Dass ein Teamwettbewerb momentan auf Grund fehlendem Personal noch nicht möglich ist, klingt für mich plausibel. Österreich ist sicherlich ein Land der Skispringer. Trotzdem waren „nur“ drei weibliche Teilnehmerinnen am Start. Lediglich Slowenien und Deutschland hätten mit je vier Springerinnen einen Teamwettbewerb durchführen können. Trotzdem gab es neun Nationen, die mindestens zwei Springerinnen dabei hatten. Ein Mixedwettebewerb wäre hier durchaus möglich gewesen.
Doch die Spiele sind in dieser Hinsicht schon entschieden. Es bleibt hier die Hoffnung, dass entsprechende Veränderungen für 2018 aufgegriffen werden.

Aber nicht nur im Olympischen Programm bedarf es dieser Veränderungen. Wie erwähnt finden lediglich zwei Wettbewerbe auf einer Großschanze statt. Skifliegen ist generell nicht im Programm. Doch auch die Tatsache, dass nur ein Mixed-Wettkampf ausgetragen worden ist, zeigt, dass hier großes Potential nicht genutzt wird. Eben jene Veränderungen wünschen sich die Skispringerinnen, wie auch Carina Vogt betonte. Dadurch wäre es möglich, im Windschatten ihrer männlichen Kollegen in die Aufmerksamkeit zu springen und neu in den Fokus zu kommen. Dass diese Disziplin auch den Athleten Spaß macht, steht hier außer Frage, lassen sich doch sportartenübergreifend ähnliche Empfehlungen lesen.
Ich persönlich hoffe und wünsche es mir, dass die FIS hierbei für die nächste Saison reagiert und den Weltcup entsprechend anpasst. Im Sinne des Sportes, im Sinne der Zuschauer, im Sinne der Athletinnen.

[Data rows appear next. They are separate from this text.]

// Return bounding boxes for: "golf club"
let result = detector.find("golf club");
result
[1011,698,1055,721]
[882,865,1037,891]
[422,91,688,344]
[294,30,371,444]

Was bleibt also noch über die Olympiasiegerin zu sagen?
Ich habe wirklich bewusst seit 2002 die Spiele verfolgt (unbewusst schon ab 1998). Ich hatte mich damals tierisch über das Mannschaftsgold im Skispringen gefreut, als Martin Schmitt mit 130 Metern genau die Weite erzielte, die reichte, um mit 0,1 Punkt Vorsprung zu gewinnen. Für mich heute noch ein absoluter Gänsehautmoment. Doch auch Vogts Sieg gehört für mich in diese Kategorie. Eben weil sie nicht die Favoritin schlechthin war. Eben weil sie die erste war, die Olympiasiegerin wurde. Eben weil es so spannend war. Da bedauere ich es fast, dass es nur diesen einen Wettkampf gibt. Es hat mir großen Spaß gemacht dieses Springen zu verfolgen. Ich hatte nicht nur eine Gänsehaut, sondern im Moment, als die „1“ aufleuchtete Tränchen in den Augen. Das war ein ganz besonderer Olympiamoment für mich. Carina Vogt ist eine verdiente Olympiasiegerin und ich hoffe, dass sie weiterhin eine Rolle im Weltcup spielen wird.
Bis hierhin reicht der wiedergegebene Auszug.